Western blots show that combination treatment with JAKi and gefitinib caused attenuation of multiple signaling pathways. SKOV3 (A) and MDAH2774 (B) cells were treated with JAKi, gefitinib or the combination for 2 h and 24 h. Results are representative of 2–4 preparations.

Figure 5

JAKi increased the anti-tumor activity of gefitinib in mice. (A) SKOV3 cells were implanted subcutaneously into the right flank of nude mice. Tumors were treated with vehicle, JAKi (30 mg/kg), gefitinib (150 mg/kg) or their combination by oral gavage once daily. Tumor growth was measured twice a week.
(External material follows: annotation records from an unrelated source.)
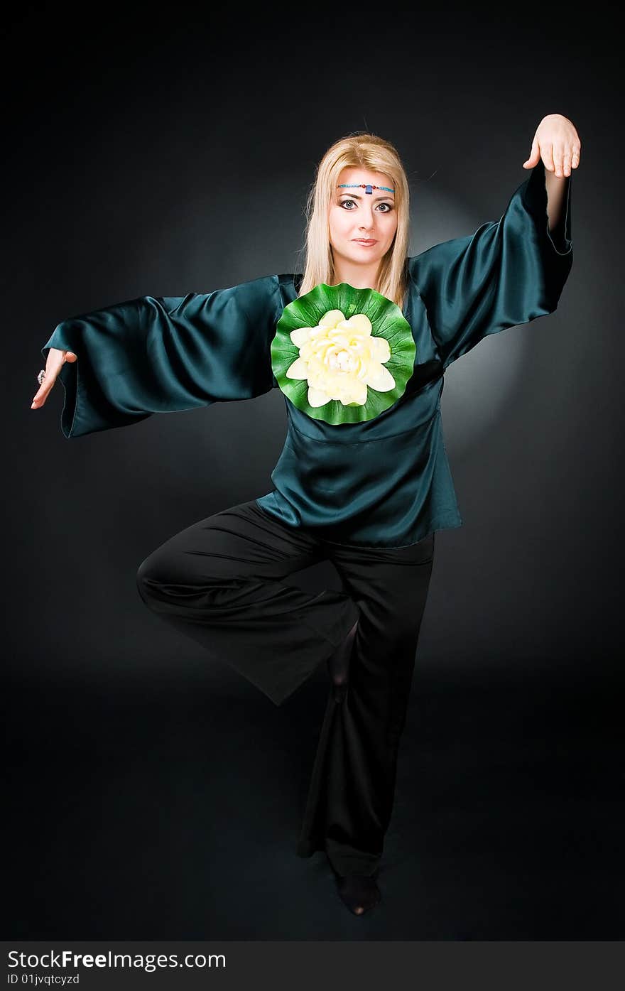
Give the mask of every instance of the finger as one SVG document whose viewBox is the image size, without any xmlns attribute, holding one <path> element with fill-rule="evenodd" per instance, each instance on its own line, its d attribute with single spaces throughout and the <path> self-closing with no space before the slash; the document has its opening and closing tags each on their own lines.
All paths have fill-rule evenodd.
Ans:
<svg viewBox="0 0 625 991">
<path fill-rule="evenodd" d="M 556 175 L 562 177 L 565 174 L 564 170 L 564 159 L 565 159 L 565 146 L 560 142 L 554 144 L 552 157 L 554 160 L 554 171 Z"/>
<path fill-rule="evenodd" d="M 538 142 L 536 138 L 534 138 L 534 141 L 532 142 L 532 150 L 530 152 L 530 157 L 529 159 L 526 159 L 525 162 L 523 163 L 523 167 L 533 168 L 534 165 L 538 165 L 539 162 L 540 162 L 540 149 L 538 147 Z"/>
<path fill-rule="evenodd" d="M 553 145 L 543 145 L 541 153 L 543 156 L 543 162 L 545 163 L 545 168 L 548 168 L 550 172 L 553 172 L 555 170 Z"/>
<path fill-rule="evenodd" d="M 58 351 L 56 348 L 51 348 L 48 352 L 46 369 L 44 371 L 44 381 L 33 397 L 31 409 L 39 409 L 39 407 L 43 406 L 46 402 L 46 399 L 48 398 L 50 391 L 56 381 L 59 369 L 63 364 L 63 354 L 64 352 Z"/>
</svg>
Data represents means ± SD (n = 8-10). *, P < 0.05; ***, P < 0.005, combination vs. vehicle, or gefitinib alone or JAKi alone. (B) Western blots show the effects of treatment on the indicated intracellular signaling pathways in tumor tissue. (C) Relative levels of p-EGFR, p-STAT3, p-ERK were determined by measuring the density of each band and normalized to that of GAPDH. Densitometry data were relative changes in protein expression and were mean ± SD of 2–3 preparations. *, P < 0.05; ***, P < 0.0005.